“BAKMA BANA ÖYLE BİR BAKIŞTA TANIYAMAZSIN BENİ”

4

Tanımsız bir yerde, ilk günkü gibi aldırmadan savuran rüzgâra, öylesine kaybolmak en iyisi. “Bu benim” diye sahiplenebileceğim hiç bir şey olmasın üstümde. Öylesine geçiştirebileceğim meziyetlerimi de bir bir asmalıyım duvara. Sis inerken buralara, bir boşlukta bekleyen insanların arasında nereye gideceğini daha kestirememiş meçhul olmanın küskünlüğünü henüz bırakmadım üzerimden.

Yıllar sonra bir gün, en yakınındakine bile yabancı gelecek bir duruşla yola devam ederken, ayağa takılan çakıl taşlarını büyük kaya parçaları zannetmenin şaşkınlığıyla eğreti kalacağım hayata karşı. Tanımsızlık, en ağrıyan yanım olacak, kimliksiz kalacağım birazda.

Şehre hakim bir hastane odasında, emre itaat edercesine eğilmeden, esas duruşta; önce içime, daha sonra da dışıma doğru yayılan müzmin ağrıdan sıyrılmanın rütbesiz sancısını çekeceğim. Her yeni mekânda biraz daha süzüldüğümü, bedenimin daraldığını söyleyenlerin ne kadar haklı olduklarını anladığımda, ruhumun da ağır ağır daraldığına şahit oluşum ikilem dünyasında, hep arada kalmaya meyletmeme sebep olacak ve iki arada bir derede bulunan karanlık günlerimin aydınlanacağı günleri beklemek tesellim olacak. Zaten beklemek, bizim en makûs talihimizdi.

Vurdumduymaz olmayı denedim çoğu zaman. İnsanlara, kuşlara, kelebeklere yağan yağmura ve hatta kendime karşı bile vurdumduymaz olmayı denedim, belki denemedim oynadım. Elime tutuşturulan bir metni zoraki oynadım sanki. Bir çiçeğin kırılmasına, bir karıncanın suya kapılıp gitmesine öylece baktım. Bir ameliyat öncesi uyuşturulmuş gibi boş gözlerle baktım her yere. Bir çocuğun vurulması, bir şehre gece yarısı bombalar yağdırılması, anaların gözyaşları hiç dokunmadı bana. Bir zaman sonra baktım ki, çevremdeki her canlı da benim gibi vurdumduymazmış. Sabah kalkıp işe gitmek, akşam eve dönmek, yemek, içmek ve yatmak dışında beyni zorlayacak her türlü fiiliyattan uzak yaşayan bir yığın olduğumuzu gördüğümde karanlık çöküverdi birden her yana. Herkes gemisini kurtaran kaptan olma yolunda uğraş verirken, denizde yitip gidenlere bakan kimsenin olmaması, bir çağ yangınının içinde olduğumuzu gizlemenin imkânsız olduğunu haykırıyordu.

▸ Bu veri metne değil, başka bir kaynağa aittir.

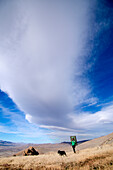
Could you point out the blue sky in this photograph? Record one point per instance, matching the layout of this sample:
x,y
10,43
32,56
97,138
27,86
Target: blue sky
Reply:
x,y
55,70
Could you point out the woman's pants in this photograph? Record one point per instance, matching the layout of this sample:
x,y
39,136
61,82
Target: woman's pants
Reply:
x,y
73,146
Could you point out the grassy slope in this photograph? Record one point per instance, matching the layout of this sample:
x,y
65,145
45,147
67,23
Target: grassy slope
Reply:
x,y
95,154
91,158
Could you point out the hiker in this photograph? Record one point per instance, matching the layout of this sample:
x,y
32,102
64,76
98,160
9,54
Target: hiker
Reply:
x,y
73,143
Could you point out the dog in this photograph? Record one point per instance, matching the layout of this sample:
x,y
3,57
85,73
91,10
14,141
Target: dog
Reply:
x,y
62,153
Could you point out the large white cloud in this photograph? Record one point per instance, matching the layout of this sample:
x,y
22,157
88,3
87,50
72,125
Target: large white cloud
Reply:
x,y
42,57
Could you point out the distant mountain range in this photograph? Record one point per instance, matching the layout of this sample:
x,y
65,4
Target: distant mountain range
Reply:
x,y
78,142
6,143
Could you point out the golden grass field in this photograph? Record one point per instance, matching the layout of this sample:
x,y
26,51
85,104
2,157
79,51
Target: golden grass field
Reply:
x,y
98,157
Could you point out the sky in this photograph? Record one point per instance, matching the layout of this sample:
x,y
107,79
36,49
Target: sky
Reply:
x,y
56,74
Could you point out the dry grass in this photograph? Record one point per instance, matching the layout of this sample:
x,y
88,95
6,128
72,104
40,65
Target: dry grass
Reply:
x,y
91,158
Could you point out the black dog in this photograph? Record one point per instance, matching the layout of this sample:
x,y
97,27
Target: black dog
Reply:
x,y
61,153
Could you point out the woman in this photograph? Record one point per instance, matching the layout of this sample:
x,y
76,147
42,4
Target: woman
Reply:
x,y
73,143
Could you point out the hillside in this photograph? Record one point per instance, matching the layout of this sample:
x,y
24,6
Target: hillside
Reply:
x,y
94,154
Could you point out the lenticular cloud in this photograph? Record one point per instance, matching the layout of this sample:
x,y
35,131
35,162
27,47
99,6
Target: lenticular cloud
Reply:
x,y
42,56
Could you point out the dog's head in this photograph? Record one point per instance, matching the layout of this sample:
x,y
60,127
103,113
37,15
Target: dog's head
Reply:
x,y
58,151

Ve mangalda kül bırakmıyorduk hiç birimiz. Bazıları ekranlarda, bazıları kurulduğu köşelerinde, bazıları da meydanlarda harmanı yele verirken, olan yine oluyor ve öfkesine yenilmiş bir zorbanın fantezilerini tatmin etmeye çalışan az gelişmiş kişiler, köşelerinden sessizce çıkıyordu ve çark ağır ağır dönmeye devam ediyordu.

Bir değişimin içinde deveran edip durduk. Önce dışımız değişti, eğreti bakışlar takındık yüzümüze. Sonra gün geldi ve içimize de bir maske taktık. Güzel adlandırmalar bulduk, sehl-i münteni olduk birazda. Nabza göre şerbet dedik, her bahçeye uyan bir çiçeğiz dedik. Nede olsa çağımız hız çağıydı ve bu hızın başımızı döndürdüğünü fark edemedik bile. Bizler biraz yaban biraz da küskün yaşadık ve en ağrıyan yanlarımızı yoksulluğumuza terk ettik.

Sular çekildi, gökyüzü karanlık, rüzgâr esmiyor. Her şey altüst olmuş. Dünya sarsılıyor. Çiçeği ve çiçeğin suyunu soluyorum. Ruhumun çevresi tamamen değişiyor. Üzerimdeki gözler iki erdem feneri, karanlığımı aydınlatan deniz feneri.

Ey ışık, iliklerime kadar işliyorsun. Güneş ışığı yoruyor beni. Değiştim artık. Birçok kez kayboldum. Önceleri usulca, sonra çılgınca kayboldum ve her şeyi unuttum. Değiştim yeni baştan. Bakma bana öyle, bir bakışta tanıyamazsın beni.